Kasus Gizi Buruk, Indonesia Urutan Ke-108 Terbanyak di Dunia

Kamis, 20 Juli 2017 | 15:53 WIB
Kasus Gizi Buruk, Indonesia Urutan Ke-108 Terbanyak di Dunia
Ilustrasi kesehatan dan gizi anak. (Foto: Antara)
Follow Suara.com untuk mendapatkan informasi terkini. Klik WhatsApp Channel & Google News

Langkah Konkret Pemberantasan Gizi Buruk di Indonesia
Perhatian Presiden Jokowi terhadap pemberantasan gizi buruk bukan tanpa alasan. Ia membayangkan bagaimana generasi mendatang bisa bersaing dengan bangsa lain untuk meningkatkan perekonomian Indonesia, jika saat balita sudah terkena gizi buruk yang menyebabkan kesehatannya terganggu dan kecerdasannya menurun.

Padahal, Jokowi memimpikan Indonesia bisa masuk dalam posisi lima besar, negara dengan Produk Domestik Bruto (PDB) terbesar di dunia pada 2045.

Laporan Global Nutrition pada 2016 menunjukkan bahwa Indonesia menempati urutan ke-108 di dunia dengan kasus gizi buruk terbanyak, di atas Laos (124) dan Timor Leste (132). Posisi ini bahkan lebih tinggi diantara negara-negara di ASEAN, seperti  Thailand (46) Malaysia (47), Vietnam (55), Brunei (55), Philipina (88), bahkan Kamboja (95).

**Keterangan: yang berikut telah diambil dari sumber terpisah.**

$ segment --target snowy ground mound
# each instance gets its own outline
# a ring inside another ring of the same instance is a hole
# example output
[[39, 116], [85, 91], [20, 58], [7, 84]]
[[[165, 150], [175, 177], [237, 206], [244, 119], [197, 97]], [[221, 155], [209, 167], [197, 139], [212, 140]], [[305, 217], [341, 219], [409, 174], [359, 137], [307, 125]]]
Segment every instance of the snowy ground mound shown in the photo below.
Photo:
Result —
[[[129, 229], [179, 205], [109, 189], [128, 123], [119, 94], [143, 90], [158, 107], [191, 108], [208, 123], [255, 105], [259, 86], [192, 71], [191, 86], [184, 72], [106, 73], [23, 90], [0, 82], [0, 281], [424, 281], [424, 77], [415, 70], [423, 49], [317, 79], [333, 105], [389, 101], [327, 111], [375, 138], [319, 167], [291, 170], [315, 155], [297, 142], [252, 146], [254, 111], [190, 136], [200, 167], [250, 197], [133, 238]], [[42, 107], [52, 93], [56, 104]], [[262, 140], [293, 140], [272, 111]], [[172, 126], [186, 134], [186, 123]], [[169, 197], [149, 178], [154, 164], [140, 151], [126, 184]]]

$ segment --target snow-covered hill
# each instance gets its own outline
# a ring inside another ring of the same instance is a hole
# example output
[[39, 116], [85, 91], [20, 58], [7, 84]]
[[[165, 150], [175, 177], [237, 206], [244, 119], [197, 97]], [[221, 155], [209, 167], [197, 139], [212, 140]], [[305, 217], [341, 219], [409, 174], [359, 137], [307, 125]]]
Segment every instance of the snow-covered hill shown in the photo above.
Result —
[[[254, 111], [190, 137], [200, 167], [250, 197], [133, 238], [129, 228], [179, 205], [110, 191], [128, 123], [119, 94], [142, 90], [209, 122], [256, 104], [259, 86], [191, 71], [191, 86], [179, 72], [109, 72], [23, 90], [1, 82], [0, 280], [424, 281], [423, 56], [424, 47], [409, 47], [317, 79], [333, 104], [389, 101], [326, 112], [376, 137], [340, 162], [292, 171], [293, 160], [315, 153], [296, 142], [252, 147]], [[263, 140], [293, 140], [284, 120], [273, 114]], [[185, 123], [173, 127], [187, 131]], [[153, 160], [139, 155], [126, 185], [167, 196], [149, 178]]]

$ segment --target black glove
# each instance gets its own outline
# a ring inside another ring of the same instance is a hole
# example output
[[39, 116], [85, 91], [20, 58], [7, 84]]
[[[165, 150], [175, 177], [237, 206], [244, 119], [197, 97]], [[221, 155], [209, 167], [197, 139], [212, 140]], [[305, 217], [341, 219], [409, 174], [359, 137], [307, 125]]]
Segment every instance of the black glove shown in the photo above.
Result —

“Bagaimana kita bisa bersaing masuk lima besar negara dengan PDB terbesar pada 2045 jika masih ada anak yang kekurangan gizi dan hidup dalam kemiskinan. Percuma kita bersaing, mau berkompetisi dengan negara lain, kalau keadaan seperti ini masih ada,” ujar Presiden Jokowi.

Direktur Jenderal Kesehatan Masyarakat Kementerian Kesehatan, Anung Sugihantono mengungkapkan, pada 2017 fokus perbaikan status gizi akan dilakukan pada berbagai aspek seperti memperluas cakupan ASI eksklusif, pencegahan anemia pada ibu hamil, penurunan kasus bayi lahir pendek, serta pemantauan pertumbuhan pada anak balita.

Beberapa target tersebut diimplementasikan dalam program pemberian makanan tambahan (PMT) dan layanan posyandu. Pemberian makanan tambahan ditujukan pada balita gizi buruk, ibu hamil, dan anak-anak.

Kader-kader posyandu pun dituntut ‘jemput bola’ untuk menemukan masyarakat yang mengalami gangguan kesehatan. Meski demikian intervensi pengentasan kasus gizi buruk tak semata-mata ‘PR’ sektor kesehatan.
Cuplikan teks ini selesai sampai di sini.